A Case of Bart's Syndrome.
- Author:
Hong Shin JEON
;
Young Jin HONG
;
Don Hee AHN
;
Hee Jun YOO
;
Je Geun CHI
- Publication Type:Case Report
- MeSH:
Blister;
Cicatrix;
Congenital Abnormalities;
Female;
Humans;
Infant, Newborn;
Inheritance Patterns;
Lower Extremity;
Mucous Membrane;
Prognosis;
Skin
- From:Journal of the Korean Pediatric Society
1994;37(1):104-108
- CountryRepublic of Korea
- Language:Korean
-
Abstract:
A female newborn had the following characteristics; a congenital localized absence of skin over the lower extremities; blistering of the skin or mucous membrane, incited by trauma, which heals without scarring; and congenital absence or deformity of the nails. In respect to the characteristic manifestation, clinical course and electron microscopic features, our patient seems to fit well into Bart's syndrome. The inheritance pattern appears to be autosomal dominant but, as in this report, isolated cases have been recognized.
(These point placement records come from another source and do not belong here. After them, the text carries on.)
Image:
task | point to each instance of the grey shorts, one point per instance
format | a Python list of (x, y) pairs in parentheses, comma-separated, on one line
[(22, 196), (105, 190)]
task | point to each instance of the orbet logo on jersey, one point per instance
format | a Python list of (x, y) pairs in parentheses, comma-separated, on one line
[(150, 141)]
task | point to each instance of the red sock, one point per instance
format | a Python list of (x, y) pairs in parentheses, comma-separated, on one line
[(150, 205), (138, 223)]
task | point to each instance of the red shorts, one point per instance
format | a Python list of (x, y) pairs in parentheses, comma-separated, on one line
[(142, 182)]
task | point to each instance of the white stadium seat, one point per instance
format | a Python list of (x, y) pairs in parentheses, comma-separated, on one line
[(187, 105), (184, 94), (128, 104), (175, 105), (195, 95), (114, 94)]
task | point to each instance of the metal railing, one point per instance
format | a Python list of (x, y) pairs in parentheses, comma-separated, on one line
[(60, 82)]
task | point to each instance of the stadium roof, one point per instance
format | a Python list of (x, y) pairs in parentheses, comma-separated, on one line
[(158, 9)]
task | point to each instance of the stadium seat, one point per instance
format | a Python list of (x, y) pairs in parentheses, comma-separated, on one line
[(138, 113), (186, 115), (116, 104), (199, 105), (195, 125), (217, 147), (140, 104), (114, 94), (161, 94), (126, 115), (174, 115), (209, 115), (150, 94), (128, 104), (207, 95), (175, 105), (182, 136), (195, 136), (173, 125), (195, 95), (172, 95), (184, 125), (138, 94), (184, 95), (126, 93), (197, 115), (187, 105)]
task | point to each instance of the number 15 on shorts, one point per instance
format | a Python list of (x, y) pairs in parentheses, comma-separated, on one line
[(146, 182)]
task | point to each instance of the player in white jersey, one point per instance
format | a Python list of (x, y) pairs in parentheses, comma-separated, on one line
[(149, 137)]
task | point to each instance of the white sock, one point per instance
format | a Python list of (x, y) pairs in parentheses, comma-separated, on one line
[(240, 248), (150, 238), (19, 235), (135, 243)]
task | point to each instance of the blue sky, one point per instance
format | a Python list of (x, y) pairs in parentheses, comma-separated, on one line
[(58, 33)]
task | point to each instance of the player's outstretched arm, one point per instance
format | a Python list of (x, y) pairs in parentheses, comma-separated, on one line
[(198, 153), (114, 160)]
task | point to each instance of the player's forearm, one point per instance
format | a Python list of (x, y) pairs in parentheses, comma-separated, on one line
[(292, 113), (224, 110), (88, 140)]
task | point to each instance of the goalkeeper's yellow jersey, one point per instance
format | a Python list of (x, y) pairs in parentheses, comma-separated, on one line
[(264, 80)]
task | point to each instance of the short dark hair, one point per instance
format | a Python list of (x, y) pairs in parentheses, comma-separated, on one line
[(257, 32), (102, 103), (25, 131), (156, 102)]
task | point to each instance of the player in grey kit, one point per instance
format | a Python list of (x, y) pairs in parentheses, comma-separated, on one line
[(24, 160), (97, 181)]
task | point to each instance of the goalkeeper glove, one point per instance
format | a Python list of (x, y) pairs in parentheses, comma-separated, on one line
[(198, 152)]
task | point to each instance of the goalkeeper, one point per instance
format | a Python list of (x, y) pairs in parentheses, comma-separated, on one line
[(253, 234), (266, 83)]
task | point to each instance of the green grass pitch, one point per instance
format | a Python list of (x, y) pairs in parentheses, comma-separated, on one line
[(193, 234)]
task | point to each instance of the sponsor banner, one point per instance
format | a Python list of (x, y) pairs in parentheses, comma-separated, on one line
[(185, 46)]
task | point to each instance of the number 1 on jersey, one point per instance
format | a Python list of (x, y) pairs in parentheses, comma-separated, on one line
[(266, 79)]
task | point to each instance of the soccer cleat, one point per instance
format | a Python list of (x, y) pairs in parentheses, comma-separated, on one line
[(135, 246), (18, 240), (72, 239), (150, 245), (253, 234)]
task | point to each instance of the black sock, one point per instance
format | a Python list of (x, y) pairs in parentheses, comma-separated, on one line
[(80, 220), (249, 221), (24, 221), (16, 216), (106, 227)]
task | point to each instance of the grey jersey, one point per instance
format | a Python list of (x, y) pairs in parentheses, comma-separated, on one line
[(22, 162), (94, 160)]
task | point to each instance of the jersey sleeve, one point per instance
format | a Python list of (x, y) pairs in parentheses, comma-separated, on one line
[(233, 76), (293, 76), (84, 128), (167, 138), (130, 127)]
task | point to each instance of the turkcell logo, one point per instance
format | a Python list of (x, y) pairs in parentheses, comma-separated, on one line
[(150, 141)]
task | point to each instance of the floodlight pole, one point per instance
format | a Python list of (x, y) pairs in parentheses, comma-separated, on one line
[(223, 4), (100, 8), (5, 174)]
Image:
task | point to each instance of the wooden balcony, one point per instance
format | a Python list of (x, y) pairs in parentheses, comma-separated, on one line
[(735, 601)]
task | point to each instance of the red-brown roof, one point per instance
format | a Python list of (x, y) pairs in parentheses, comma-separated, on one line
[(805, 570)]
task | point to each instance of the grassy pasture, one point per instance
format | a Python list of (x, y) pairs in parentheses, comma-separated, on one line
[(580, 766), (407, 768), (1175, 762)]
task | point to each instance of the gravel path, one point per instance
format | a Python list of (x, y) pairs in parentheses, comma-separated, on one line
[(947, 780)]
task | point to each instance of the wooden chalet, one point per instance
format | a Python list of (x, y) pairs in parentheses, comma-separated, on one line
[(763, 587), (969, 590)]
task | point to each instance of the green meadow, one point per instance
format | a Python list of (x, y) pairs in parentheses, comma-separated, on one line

As the review of the literatures, congenital localized absence of skin has been observed in various subsets of inherited E.B. But, we believe that the term Bart's syndrome should be used to identify patients with good prognosis as the Bart's initial description To the best of our knowedge, this is the first reported case of Bart's syndrome in the korean literature.